Google will first use some use-cases, like that of the ratings. Say you define your blogpost as a rating about a product like some special laptop, and you define it unambigously by using a unique id (in fact a unique URI, perhaps that will be the product page at the laptops vendor), Google has a lot of info that it can directly parse from your website: Its about a certain laptop, you have rated it, and maybe you also give information about yourself. This is all machine-extractable structured data, that can be used by webspiders like Google Search. With these definitions about products, ratings, companies and people, a lot of the central data that a lot of people search about in Google can be automatically extracted from average users like you and me – if we know how to embed that data. This might become a central interest of all SEOs out there – understanding RDF and implementing RDFa into webpages might be the next thing in terms of “Semantic Page Rank“.

Its some kinda funny, that I’m working on an RDFa-Editor for a semantic blog in my thesis. Seems like I have to include Googles usecases in it, or it might be “outdated”. If you have any questions, just add a comment. By the way: Welcome to the Semantic Web!

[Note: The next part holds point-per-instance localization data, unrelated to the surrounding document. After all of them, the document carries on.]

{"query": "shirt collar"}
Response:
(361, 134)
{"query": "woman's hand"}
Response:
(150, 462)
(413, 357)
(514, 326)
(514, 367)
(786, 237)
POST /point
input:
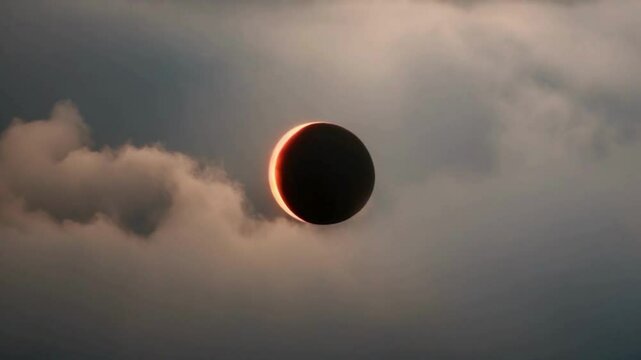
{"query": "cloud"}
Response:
(504, 223)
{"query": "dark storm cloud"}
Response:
(494, 231)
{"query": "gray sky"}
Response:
(136, 220)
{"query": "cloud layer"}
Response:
(504, 223)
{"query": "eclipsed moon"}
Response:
(321, 173)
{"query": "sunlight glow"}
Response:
(274, 168)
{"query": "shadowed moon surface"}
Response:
(321, 173)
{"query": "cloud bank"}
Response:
(504, 223)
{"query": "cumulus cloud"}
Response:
(504, 223)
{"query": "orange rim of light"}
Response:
(274, 167)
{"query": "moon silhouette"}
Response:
(321, 173)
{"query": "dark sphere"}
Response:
(326, 174)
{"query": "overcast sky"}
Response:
(136, 219)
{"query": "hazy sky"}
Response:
(136, 219)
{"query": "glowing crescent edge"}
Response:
(274, 167)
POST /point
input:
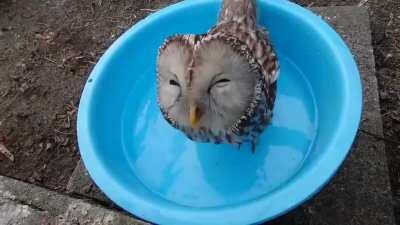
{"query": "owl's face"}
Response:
(209, 86)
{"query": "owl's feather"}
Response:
(242, 55)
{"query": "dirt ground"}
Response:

, Posted Thursday, May 14th, 2009 under Projekte.

9 comments

  1. Hatebreeder says:

    Google ist da noch lange nicht so weit, wie die gerne wollten. Selbst ihre Suchmaschine, macht eigentlich nicht dass, was sie vorgibt zu tun. Warum sich dublin core nicht, nur bedingt, durchsetzt verstehe ich z.B. auch nicht. Würde meine Arbeit wesentlich leichter machen. Das “semantic” web is auch so eine Sache, denn lustiger weise, funktioniert die deutsche Sprache anders als die englische, in Sachen Prädikat, von anderen Sprachen ganz zu schweigen (man denke da nur an über die hälfte der weltbevölkerung in Asien und dem indischen Subkontinent). Das semantic web, welches im moment entwickelt wird, geht aber nur vom Englischen aus. Daher muss erstmal wieder über multilinguale Klassifikationen gegangen werden, was wiederum heisst, dass der recall bei den Suchmaschinen erhöht wird, deine precision aber leiden wird, da du einfach zu viel Ballast erzeugst. Aber gut, dass sind mehr Probleme von meiner Seite und weniger von der Informatikseite.
    Interessant dabei ist natürlich, dass goggle angeblich jetzt diesen Schritt macht, wenn Wolfram mit seiner neuen Suchmaschine auf dem Markt auftaucht. Schauen wir mal was kommt…

  2. Das ist nicht ganz korrekt. Ich habe das nur mit tatsächlicher Sprache vergleichen, weil man es sich so leichter vorstellen kann, aber eigentlich handelt es sich um eindeutig identifizierte Ressourcen (Subjekt und Objekt), die über eindeutig identifizierte Prädikate verbunden sind. Wenn ich zum Beispiel sage, dass (Big Ben)(located_at)(London) … wobei die einzelnen Teile mit ihren repräsentierenden URIs ausgetauscht werden müssten … dann hat das nichts mit einer sprachlichen repräsentation zu tun. Die Mehrsprachlichkeit ist übrigens in dem System integriert. Freebase zum Beispiel hat das so gelöst, dass sie einen Bezeichnertyp für jede Sprache anbieten, man findet hier (http://rdf.freebase.com/rdf/en.clock_tower_palace_of_westminster) zum Beispiel die Namen des Big Ben in allen anderen Sprachen.

  3. pholl derek says:

    @ hatebreeder.

    ich glaube du verwechselst syntaktik mit semantik.